Now if that was all there is to it, it's probably ok. The problem is most likely it's not the last line you write nor the last your team writes. Somebody in the team sees the code, thinks it's "ok" to do the same, adds another if
statement or maybe does something that's equally not up to snuff...
Repeat this process 5 times..voila! Your code has rotten.
This is what we call the Broken Windows Theory in action. The theory states that if you have a broken window in a building, soon, all the windows will be broken too. It illustrates how one bad practice can lead to other bad practices and in the end you have a mess.
The Symptoms of a the Little Rot
The above example should give you some hint on what the first symptoms are but let me give some more examples of what I've seen in the past.
Bad naming: Bad names in methods and classes are a easy one to creep in. They seem benign at first but one bad name tends to lead to another as many engineers try to match the code around them so one bad naming will get copied over multiple times.
Unused files: These are a files left over but not actually used (e.g. previous implementations, classes not being referred etc). It's actually a dangerous rot as other engineers might trip upon it thinking it's some working code, try to read it and mistakenly think that's the behavior of the system.
Warnings not dealt with: I'm sure people have seen code where there's hundreds for warning popping up either at compile time or runtime. They're "warnings" so it doesn't actually stop your development (just annoying). People tend to deal with the first warning that pops up as it feels embarrassing but once one is ignored, it's easy to ignore the rest resulting in tens and hundreds of them popping up.
READMEs out of date: This is actually quite common. READMEs are actually quite important as it makes it much easier for new engineers to get up to speed. But as the development progresses and things change, the READMEs are something that gets forgotten about very quickly.

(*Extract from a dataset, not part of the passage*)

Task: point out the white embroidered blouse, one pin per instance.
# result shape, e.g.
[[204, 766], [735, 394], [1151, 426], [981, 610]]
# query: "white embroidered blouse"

There's many more examples but I hope you get the idea. Again, it's that small bit of something that's not quite right that you let it creep in.
The Rot that Got Big
Now that I've got some little symptoms out of the way, let's talk about how they can end up i.e. the "Horror Stories".
One time, I was on a team that wasn't really interested in making the engineers' experience better. Most engineers on the the team were only interested in getting "their own work done". This led to a lot of rot creeping in.
One that caught my eye was the sheer number of Git branches in the repo. We had about 20 engineers working on the same repo and repo had 250 branches. There was branches from people who had left, some forgotten, PRs that is yet to be reviewed, etc. Also you could see engineers suddenly introducing new versions of an API and at the same time another engineer making changes to the old version of the API
What was really worse was that, once in a while, there would be a team member that asks "shouldn't we clean them up?" but there was pretty much silence from the rest of the team.
I guess the "rot" had jumped out of the code and into the team.
How to Fix the Rot
The last example, I didn't have the power to fix it but if I were to fix it now (and assuming I had the authority), the one thing I would start with would be to fix a small thing. It could be fixing a typo in the code, adding some documentation, updating the README, removing a compiler warning. The small thing should preferably be something that's:
easy to fix (like under an hour)
not controversial
noticable
The reason for the first two points are probably obvious. You probably want the fix to be something that's easy to do and not something that's going to cause a lot of discussion. The last point is important as you want the fix to be something that's noticable. You want people to see that something has changed. From there, other engineers will notice and may start to fix other things (or at least try not to add more rot).
This assumes people are not evil and when they see good practice, they will try to follow. When one person follow, there's a higher chance that others will follow too. This is what we're aiming for when we fix the small things. You want that virtuous cycle to start. There's a limit to what a single person can do but if you get others on board, I can assure you it will make a difference.
I might be repeating myself many times at the end of every blog but this is no easy task and it will take time. Best is not to allow too much rot to creep in but once it does, you will need to keep at it to actually fix it.